Mas o sorriso morre ao olhar para os olhos vermelhos de Felipe, meu corpo paralisa, lágrimas vindas aos meus próprios olhos. Ele funga alto e se joga em meus braços, agarrando-me e a Ana também em um abraço apertado, é como se ele nunca mais fosse nos ver. Choro forte, sabendo o que aconteceu, e temendo pelo que vai acontecer com Felipe.
- Irmão? - O chamo, e ele n**a com a cabeça ainda em meu ombro, me apertando mais forte, Ana deita sua cabecinha em meu outro ombro, escondendo-se em meu pescoço, começando um choro fininho, como se entendesse o que está acontecendo.
- Ela se foi Fernando, ela me deixou, não sei se posso aguentar. Não posso...não sei viver sem ela. - Seu choro sofrido tira lágrimas de mim, meu Deus, o que faço?
- Irmão, lembra de Ana, você tem que ser forte por ela.
- Ana. - Ela fala seu nome baixinho, como se estivesse longe. - Amo minha menina, por isso não posso deixar que ela viva uma vida amargurada ao meu lado. - O que ele está falando?
- Como assim Felipe? O que está pensando? - Nesse momento só sinto medo. Meu corpo todo treme.
- Já providenciei tudo, Karla foi enterrada a algumas horas atrás, ela morreu de madrugada. - Sua voz sai entrecortada, como se ele estivesse sentindo dor apenas em lembrar esse fato. Meu Deus, ela se foi mesmo. O que vai ser do meu irmão? Da minha pequena sobrinha?
Ele levanta sua cabeça, se afastando, mostrando a bolsa de Ana em suas mãos.
- Aqui tem tudo o que ela vai precisar durante esses dias, aqui, - Ele me estende uma chave, a de sua casa. - Passei a casa para o nome dela, e todo meu dinheiro também, só você pode mexer, ou ela mesma quando tiver maior idade. - Ele morde os lábios forte, e meu choro intensifica. O que esse i****a está pensando? - Na bolsa tem uma carta, entregue a Ana quando você achar que for a hora certa. Eu amo vocês, mas eu tenho que ir. Pegue o restante das coisas de Ana em casa, sei que ela vai ficar bem com você. Pode vender a casa depois se quiser, ou deixe para Ana quando ela se tornar adulta.
- O que você está pensando em fazer? Porque está dizendo essas coisas? Você está louco Felipe? Ana precisa de você. - Meus olhos estão turvos pelas lágrimas, entendimento caindo em meus ombros como uma maldita bomba, esmagando tudo a sua frente. - Eu preciso de você...
- Eu não posso suportar a dor irmão, é mais forte que eu.

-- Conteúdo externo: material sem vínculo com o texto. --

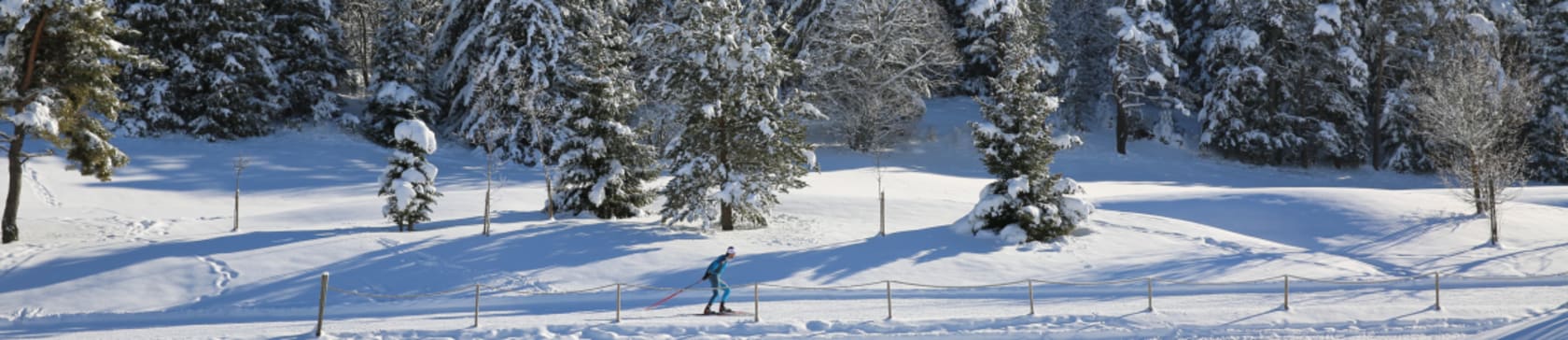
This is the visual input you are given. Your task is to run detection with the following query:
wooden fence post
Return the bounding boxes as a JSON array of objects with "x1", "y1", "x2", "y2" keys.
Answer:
[
  {"x1": 1144, "y1": 277, "x2": 1154, "y2": 313},
  {"x1": 1284, "y1": 275, "x2": 1291, "y2": 310},
  {"x1": 315, "y1": 271, "x2": 328, "y2": 337},
  {"x1": 1029, "y1": 279, "x2": 1035, "y2": 315},
  {"x1": 885, "y1": 280, "x2": 892, "y2": 319},
  {"x1": 473, "y1": 284, "x2": 480, "y2": 328}
]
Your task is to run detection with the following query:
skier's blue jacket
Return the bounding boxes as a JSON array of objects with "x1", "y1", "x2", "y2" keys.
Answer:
[{"x1": 707, "y1": 254, "x2": 729, "y2": 277}]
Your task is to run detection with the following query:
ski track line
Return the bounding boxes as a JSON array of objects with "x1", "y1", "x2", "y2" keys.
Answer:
[
  {"x1": 196, "y1": 255, "x2": 240, "y2": 299},
  {"x1": 23, "y1": 166, "x2": 63, "y2": 206}
]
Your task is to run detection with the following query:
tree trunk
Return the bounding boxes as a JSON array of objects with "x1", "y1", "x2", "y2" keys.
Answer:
[
  {"x1": 0, "y1": 126, "x2": 27, "y2": 243},
  {"x1": 482, "y1": 151, "x2": 496, "y2": 236},
  {"x1": 1487, "y1": 183, "x2": 1501, "y2": 246},
  {"x1": 539, "y1": 165, "x2": 555, "y2": 220},
  {"x1": 1469, "y1": 159, "x2": 1487, "y2": 213},
  {"x1": 229, "y1": 171, "x2": 240, "y2": 232},
  {"x1": 1110, "y1": 81, "x2": 1129, "y2": 155},
  {"x1": 1365, "y1": 37, "x2": 1388, "y2": 171},
  {"x1": 718, "y1": 118, "x2": 735, "y2": 232},
  {"x1": 0, "y1": 7, "x2": 55, "y2": 245}
]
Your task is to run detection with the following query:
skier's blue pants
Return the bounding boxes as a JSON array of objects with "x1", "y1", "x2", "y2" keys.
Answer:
[{"x1": 707, "y1": 276, "x2": 729, "y2": 304}]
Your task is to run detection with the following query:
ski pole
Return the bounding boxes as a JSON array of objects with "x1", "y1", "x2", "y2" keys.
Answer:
[{"x1": 643, "y1": 279, "x2": 703, "y2": 310}]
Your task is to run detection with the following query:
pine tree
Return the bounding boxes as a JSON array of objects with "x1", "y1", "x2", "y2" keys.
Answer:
[
  {"x1": 448, "y1": 0, "x2": 572, "y2": 218},
  {"x1": 1198, "y1": 0, "x2": 1285, "y2": 164},
  {"x1": 966, "y1": 0, "x2": 1091, "y2": 241},
  {"x1": 118, "y1": 0, "x2": 286, "y2": 139},
  {"x1": 1527, "y1": 0, "x2": 1568, "y2": 183},
  {"x1": 364, "y1": 0, "x2": 438, "y2": 146},
  {"x1": 1287, "y1": 0, "x2": 1367, "y2": 167},
  {"x1": 1105, "y1": 0, "x2": 1192, "y2": 153},
  {"x1": 376, "y1": 119, "x2": 441, "y2": 232},
  {"x1": 0, "y1": 0, "x2": 150, "y2": 243},
  {"x1": 265, "y1": 0, "x2": 351, "y2": 125},
  {"x1": 944, "y1": 0, "x2": 1022, "y2": 95},
  {"x1": 1051, "y1": 0, "x2": 1116, "y2": 132},
  {"x1": 1363, "y1": 0, "x2": 1467, "y2": 173},
  {"x1": 551, "y1": 0, "x2": 659, "y2": 218},
  {"x1": 427, "y1": 0, "x2": 496, "y2": 124},
  {"x1": 638, "y1": 0, "x2": 821, "y2": 231},
  {"x1": 1171, "y1": 0, "x2": 1215, "y2": 105}
]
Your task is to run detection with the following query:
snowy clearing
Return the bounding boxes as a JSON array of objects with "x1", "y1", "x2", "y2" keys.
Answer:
[{"x1": 0, "y1": 99, "x2": 1568, "y2": 338}]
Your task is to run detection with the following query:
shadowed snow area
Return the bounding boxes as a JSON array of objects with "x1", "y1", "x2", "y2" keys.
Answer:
[{"x1": 0, "y1": 99, "x2": 1568, "y2": 338}]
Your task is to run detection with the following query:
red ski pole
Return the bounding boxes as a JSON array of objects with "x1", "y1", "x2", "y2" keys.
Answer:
[{"x1": 643, "y1": 280, "x2": 703, "y2": 310}]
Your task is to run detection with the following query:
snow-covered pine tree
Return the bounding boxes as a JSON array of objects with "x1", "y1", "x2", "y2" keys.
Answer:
[
  {"x1": 551, "y1": 0, "x2": 659, "y2": 218},
  {"x1": 1287, "y1": 0, "x2": 1367, "y2": 167},
  {"x1": 376, "y1": 119, "x2": 441, "y2": 232},
  {"x1": 1051, "y1": 0, "x2": 1116, "y2": 132},
  {"x1": 958, "y1": 0, "x2": 1093, "y2": 243},
  {"x1": 1198, "y1": 0, "x2": 1279, "y2": 163},
  {"x1": 1105, "y1": 0, "x2": 1192, "y2": 153},
  {"x1": 364, "y1": 0, "x2": 438, "y2": 146},
  {"x1": 263, "y1": 0, "x2": 351, "y2": 127},
  {"x1": 637, "y1": 0, "x2": 821, "y2": 231},
  {"x1": 1363, "y1": 0, "x2": 1467, "y2": 173},
  {"x1": 1527, "y1": 0, "x2": 1568, "y2": 183},
  {"x1": 0, "y1": 0, "x2": 149, "y2": 243},
  {"x1": 1169, "y1": 0, "x2": 1213, "y2": 105},
  {"x1": 448, "y1": 0, "x2": 572, "y2": 218},
  {"x1": 116, "y1": 0, "x2": 286, "y2": 139},
  {"x1": 425, "y1": 0, "x2": 494, "y2": 126},
  {"x1": 943, "y1": 0, "x2": 1015, "y2": 95},
  {"x1": 800, "y1": 0, "x2": 958, "y2": 150}
]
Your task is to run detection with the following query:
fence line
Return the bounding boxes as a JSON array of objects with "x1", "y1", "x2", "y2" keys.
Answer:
[{"x1": 305, "y1": 271, "x2": 1568, "y2": 337}]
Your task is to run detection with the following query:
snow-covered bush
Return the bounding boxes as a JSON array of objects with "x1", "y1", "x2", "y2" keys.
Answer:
[{"x1": 378, "y1": 119, "x2": 441, "y2": 232}]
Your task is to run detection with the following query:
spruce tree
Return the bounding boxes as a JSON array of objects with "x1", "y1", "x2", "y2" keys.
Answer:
[
  {"x1": 943, "y1": 0, "x2": 1015, "y2": 94},
  {"x1": 1287, "y1": 0, "x2": 1367, "y2": 167},
  {"x1": 1198, "y1": 0, "x2": 1285, "y2": 164},
  {"x1": 364, "y1": 0, "x2": 436, "y2": 146},
  {"x1": 376, "y1": 119, "x2": 441, "y2": 232},
  {"x1": 1105, "y1": 0, "x2": 1192, "y2": 153},
  {"x1": 551, "y1": 0, "x2": 659, "y2": 218},
  {"x1": 1363, "y1": 0, "x2": 1467, "y2": 173},
  {"x1": 964, "y1": 0, "x2": 1090, "y2": 241},
  {"x1": 265, "y1": 0, "x2": 351, "y2": 125},
  {"x1": 118, "y1": 0, "x2": 287, "y2": 139},
  {"x1": 639, "y1": 0, "x2": 821, "y2": 231},
  {"x1": 1527, "y1": 0, "x2": 1568, "y2": 183},
  {"x1": 0, "y1": 0, "x2": 152, "y2": 243},
  {"x1": 448, "y1": 0, "x2": 572, "y2": 218},
  {"x1": 425, "y1": 0, "x2": 494, "y2": 124}
]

- Não! Não diga isso, podemos enfrentar isso juntos Felipe, como sempre fizemos, não acabe com tudo assim, sua filha...
- Minha Ana ficará bem ao ter você.
- Você não sabe de merda nenhuma!!!
Ele me olha, chorando e eu seguro sua camisa com minha mão livre.
- Não pense nisso p***a, você não pode me deixar, deixar sua filha. Não pode. - Soco seu peito. - NÃO PODE FAZER ISSO COMIGO!
Grito, e Ana que dormia, começa a chorar, me fazendo chorar ainda mais, Felipe tem seus olhos tristes e cheios de lágrimas olhando para nós.
- Desculpe. - Ele beija minha testa, e a de Ana, enquanto ela chora querendo seu colo.
- Por favor irmão, não faça isso. - Imploro já sem forças.
Ele me olha por alguns segundos e me dá as costas, saindo pela porta, e indo em direção ao carro, entra nele e dar partida, não se importando com meus gritos e choro de Ana.
- FELIPE!
MERDA. NÃO, O QUE AQUELE IDOTA PENSA QUE VAI FAZER?
Caio sentado no chão, agarrado ao corpo de Ana, meu choro intenso fazendo minha pequena chorar ainda mais desesperada.
O que eu vou fazer?
Como posso sobreviver a isso também?